Merekapun menyatakan setuju dan meminta saya menyiapkan berkas-berkas yang diperlukan yaitu fotokopi KTP, kartu mahasiswa, ijazah, akte pendirian perusahaan, serta copy prestasi lomba-lomba kewirausahaan yang pernah diikuti.

Dengan kegembiraan yang masih membuncah timbul keraguan dalam hati, apakah istimewanya bisnis yang saya geluti saat ini. Saya hanya bergerak didistribusi barang consumer good dan meski sudah berjalan dengan baik dan nilai omset yang terus berkembang kenyataannya adalah bisnis ini baru berdiri kurang lebih satu tahun, fase dimana sebuah bisnis sedang memasuki masa uji mampu bertahan atau tidak dimana hanya waktu yang mampu menjawabnya.

Keraguan saya semakin nyata karena dari buku Wirausaha Muda Mandiri yang ditulis oleh Rhenald Kasali profil peserta seluruhnya adalah berasal dari industri kreatif dan kebanyakan menangani produksi produknya sendiri. Beda dengan saya yang dimana bisnisnya lebih pada penyaluran produk jadi kepada konsumen. Tapi kenyataan dan keraguan itu saya buang jauh, karena tidak ada salahnya jika mendapat hal yang baru tentunya. Apalagi event sebesar ini.

Pukul 13.30, tim dari Bank Mandiri datang, terdiri dari dua orang seorang pria dan wanita. Setelah mengenalkan diri mereka pun bertanya beberapa hal mengenai usaha saya. Diantaranya kapan berdiri, modal awal, nilai omset, karyawan, pemasaran produk. Mereka pun mengaku bahwa berkas-berkas para peserta ini akan segera dikirimkan. Dari setiap berkas yang masuk perarea akan disaring untuk dipilih pemenangnya untuk nantinya berlomba ditingkat regional dan nasional. Tujuan diadakan program ini menurut mereka adalah memacu pertumbuhan jumlah pengusaha-pengusaha baru dari kalangan generasi muda yang mampu menciptakan lapangan kerja bagi dirinya sendiri dan orang lain serta dapat bersaing dikancah globalisasi saat ini. Karena tidak menutup kemungkinan produk-produk dari industri kreatif dalam negeri diekspor keluar negeri yang mempunyai daya saing secara kualitas dengan produk-produk dari negara-negara lain.
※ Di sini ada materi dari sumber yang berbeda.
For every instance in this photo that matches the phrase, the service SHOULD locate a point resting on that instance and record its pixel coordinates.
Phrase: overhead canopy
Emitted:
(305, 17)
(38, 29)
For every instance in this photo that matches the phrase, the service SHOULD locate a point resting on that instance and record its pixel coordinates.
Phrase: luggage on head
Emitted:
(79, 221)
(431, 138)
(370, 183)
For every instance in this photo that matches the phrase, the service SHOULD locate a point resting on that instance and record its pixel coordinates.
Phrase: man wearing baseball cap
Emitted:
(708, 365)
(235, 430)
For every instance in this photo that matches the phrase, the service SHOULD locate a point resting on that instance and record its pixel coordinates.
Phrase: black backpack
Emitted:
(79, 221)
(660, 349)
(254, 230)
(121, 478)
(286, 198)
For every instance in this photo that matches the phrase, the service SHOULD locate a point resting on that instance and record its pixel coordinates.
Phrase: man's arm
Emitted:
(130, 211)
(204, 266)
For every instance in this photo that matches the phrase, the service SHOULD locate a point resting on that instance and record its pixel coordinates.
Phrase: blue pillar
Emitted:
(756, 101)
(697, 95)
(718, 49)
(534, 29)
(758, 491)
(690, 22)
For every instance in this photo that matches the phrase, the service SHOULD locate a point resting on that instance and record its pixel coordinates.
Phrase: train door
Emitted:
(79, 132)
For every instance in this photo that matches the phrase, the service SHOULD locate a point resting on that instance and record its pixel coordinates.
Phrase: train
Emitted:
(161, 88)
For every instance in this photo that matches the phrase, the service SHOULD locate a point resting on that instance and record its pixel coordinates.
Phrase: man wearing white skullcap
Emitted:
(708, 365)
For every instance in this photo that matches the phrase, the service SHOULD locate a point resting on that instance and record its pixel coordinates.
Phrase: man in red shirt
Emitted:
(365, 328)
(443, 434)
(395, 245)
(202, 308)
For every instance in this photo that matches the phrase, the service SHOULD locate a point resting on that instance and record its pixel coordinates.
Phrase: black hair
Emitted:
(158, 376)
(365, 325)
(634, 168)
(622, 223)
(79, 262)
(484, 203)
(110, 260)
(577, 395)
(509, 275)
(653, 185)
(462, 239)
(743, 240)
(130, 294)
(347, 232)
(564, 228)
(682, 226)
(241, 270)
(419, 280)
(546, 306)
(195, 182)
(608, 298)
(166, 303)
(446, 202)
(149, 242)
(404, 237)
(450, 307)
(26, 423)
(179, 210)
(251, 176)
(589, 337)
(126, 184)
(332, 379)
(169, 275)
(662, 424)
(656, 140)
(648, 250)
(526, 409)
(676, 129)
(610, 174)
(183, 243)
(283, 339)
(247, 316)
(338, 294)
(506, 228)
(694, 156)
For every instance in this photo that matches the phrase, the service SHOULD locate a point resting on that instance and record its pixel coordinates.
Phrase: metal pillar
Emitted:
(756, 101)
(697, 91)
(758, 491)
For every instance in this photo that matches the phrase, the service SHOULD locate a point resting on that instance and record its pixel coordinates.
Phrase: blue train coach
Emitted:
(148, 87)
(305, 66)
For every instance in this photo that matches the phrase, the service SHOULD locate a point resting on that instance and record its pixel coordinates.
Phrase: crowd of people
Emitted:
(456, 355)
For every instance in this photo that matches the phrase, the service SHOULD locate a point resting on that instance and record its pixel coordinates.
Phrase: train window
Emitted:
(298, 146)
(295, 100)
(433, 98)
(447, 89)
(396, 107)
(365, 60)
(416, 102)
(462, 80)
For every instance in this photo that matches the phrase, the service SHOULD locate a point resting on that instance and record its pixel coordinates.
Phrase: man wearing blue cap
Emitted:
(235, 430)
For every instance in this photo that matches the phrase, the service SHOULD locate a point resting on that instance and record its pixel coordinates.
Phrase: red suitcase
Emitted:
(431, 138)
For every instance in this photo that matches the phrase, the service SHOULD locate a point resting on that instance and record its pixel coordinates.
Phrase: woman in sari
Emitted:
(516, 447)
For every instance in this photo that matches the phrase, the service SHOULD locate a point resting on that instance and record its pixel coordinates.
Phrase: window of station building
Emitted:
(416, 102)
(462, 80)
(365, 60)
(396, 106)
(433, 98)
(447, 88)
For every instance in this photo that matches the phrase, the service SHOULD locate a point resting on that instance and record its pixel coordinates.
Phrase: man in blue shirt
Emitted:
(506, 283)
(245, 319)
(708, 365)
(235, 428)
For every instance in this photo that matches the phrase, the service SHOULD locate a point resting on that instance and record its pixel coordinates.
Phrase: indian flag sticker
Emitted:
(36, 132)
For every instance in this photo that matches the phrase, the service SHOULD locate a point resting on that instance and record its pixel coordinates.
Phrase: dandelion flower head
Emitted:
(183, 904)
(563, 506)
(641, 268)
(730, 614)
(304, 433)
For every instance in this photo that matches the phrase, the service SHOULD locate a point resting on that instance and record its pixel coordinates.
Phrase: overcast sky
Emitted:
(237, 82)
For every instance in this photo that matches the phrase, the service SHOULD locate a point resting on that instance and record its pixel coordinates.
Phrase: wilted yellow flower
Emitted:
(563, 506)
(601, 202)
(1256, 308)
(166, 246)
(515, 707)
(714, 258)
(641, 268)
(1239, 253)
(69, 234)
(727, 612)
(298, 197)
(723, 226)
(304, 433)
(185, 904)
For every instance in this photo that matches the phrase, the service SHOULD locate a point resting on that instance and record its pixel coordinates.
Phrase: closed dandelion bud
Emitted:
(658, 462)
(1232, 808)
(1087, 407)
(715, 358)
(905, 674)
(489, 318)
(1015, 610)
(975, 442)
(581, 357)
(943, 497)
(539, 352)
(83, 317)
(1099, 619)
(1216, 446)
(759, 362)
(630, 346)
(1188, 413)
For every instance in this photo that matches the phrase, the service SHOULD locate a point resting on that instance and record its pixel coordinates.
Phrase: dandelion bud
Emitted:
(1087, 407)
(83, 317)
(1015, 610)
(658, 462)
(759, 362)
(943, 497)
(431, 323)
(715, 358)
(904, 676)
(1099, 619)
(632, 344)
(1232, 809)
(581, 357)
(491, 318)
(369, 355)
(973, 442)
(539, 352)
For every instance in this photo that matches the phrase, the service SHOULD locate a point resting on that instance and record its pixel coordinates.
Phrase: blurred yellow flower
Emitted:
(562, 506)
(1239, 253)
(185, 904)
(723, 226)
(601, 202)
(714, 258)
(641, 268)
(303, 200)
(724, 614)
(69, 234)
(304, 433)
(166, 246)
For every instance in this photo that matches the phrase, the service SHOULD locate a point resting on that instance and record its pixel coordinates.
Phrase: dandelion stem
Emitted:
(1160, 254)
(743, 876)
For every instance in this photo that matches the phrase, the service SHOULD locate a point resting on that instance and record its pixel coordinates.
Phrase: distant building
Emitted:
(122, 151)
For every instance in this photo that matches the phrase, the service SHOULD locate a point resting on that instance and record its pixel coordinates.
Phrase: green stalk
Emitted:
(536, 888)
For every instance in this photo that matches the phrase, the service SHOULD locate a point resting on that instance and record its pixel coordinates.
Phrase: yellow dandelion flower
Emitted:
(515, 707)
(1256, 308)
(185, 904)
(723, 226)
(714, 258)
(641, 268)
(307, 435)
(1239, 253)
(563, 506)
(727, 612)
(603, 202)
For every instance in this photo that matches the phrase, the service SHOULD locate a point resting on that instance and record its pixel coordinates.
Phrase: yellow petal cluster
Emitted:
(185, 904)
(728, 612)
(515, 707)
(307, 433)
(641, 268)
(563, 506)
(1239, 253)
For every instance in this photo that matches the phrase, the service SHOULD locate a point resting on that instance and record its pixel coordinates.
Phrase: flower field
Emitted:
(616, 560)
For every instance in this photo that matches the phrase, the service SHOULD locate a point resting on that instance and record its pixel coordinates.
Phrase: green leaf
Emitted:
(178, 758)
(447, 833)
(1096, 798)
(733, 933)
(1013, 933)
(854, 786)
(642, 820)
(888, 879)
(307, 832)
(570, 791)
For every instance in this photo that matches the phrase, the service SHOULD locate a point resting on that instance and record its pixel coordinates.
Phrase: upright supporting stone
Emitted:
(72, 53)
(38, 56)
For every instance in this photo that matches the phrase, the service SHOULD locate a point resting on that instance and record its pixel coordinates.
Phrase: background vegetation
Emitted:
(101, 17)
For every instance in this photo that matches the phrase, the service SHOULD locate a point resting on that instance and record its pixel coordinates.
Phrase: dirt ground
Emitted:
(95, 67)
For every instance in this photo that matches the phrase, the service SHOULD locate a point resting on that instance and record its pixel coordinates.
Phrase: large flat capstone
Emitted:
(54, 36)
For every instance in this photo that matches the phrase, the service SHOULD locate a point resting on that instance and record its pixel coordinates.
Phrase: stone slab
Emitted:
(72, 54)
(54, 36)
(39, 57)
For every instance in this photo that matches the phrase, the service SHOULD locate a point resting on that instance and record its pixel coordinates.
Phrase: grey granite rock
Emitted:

Dan keraguan saya semula akhirnya benar-benar terbukti ketika pihak Bank Mandiri mengatakan bahwa para peserta yang mereka cari adalah pengusaha muda yang mengembangkan industri kreatif. Meski bidang bisnis saya berbeda tapi mereka mengatakan jangan berkecil hati dikarenakan kompetisi ini penyaringannya bukan mereka menentukan jadi tidak ada salahnya untuk diikutsertakan, tentu saja jika dianggap unik dan bagus pasti akan dipilih. Satu hal yang menghapus keraguan saya saat itu juga.

Saya mempunyai impian untuk ikutserta event ini, bukan melulu untuk menjadi pemenang dan mendapat hadiah, tapi karena 4 hal. Pertama pengalaman baru dan juga kebanggaan karena besarnya event ini. Kedua, mentoring dari para ahli bisnis seperti Rhenald Kasali dan mentor-mentor bisnis lainnya. Ketiga, mungkin permodalan, karena informasinya para peserta akan dibantu permodalan oleh Bank Mandiri. Dan yang terakhir publikasi, dengan keikutsertaan ini bisnis kita akan terangkat dan dikenal oleh masyarakat dan memperluas jaringan pemasaran kita.

Sekitar pkl 14.00, mereka pun pamit pada saya dimana sebelumnya meminta berkas-berkas yang sebelumnya saya siapkan sebagai syarat keikutsertaan Program Wirausaha Muda Mandiri. Tentu saja keberanian mencoba adalah awal kesuksesan kita dan saya telah memulainya.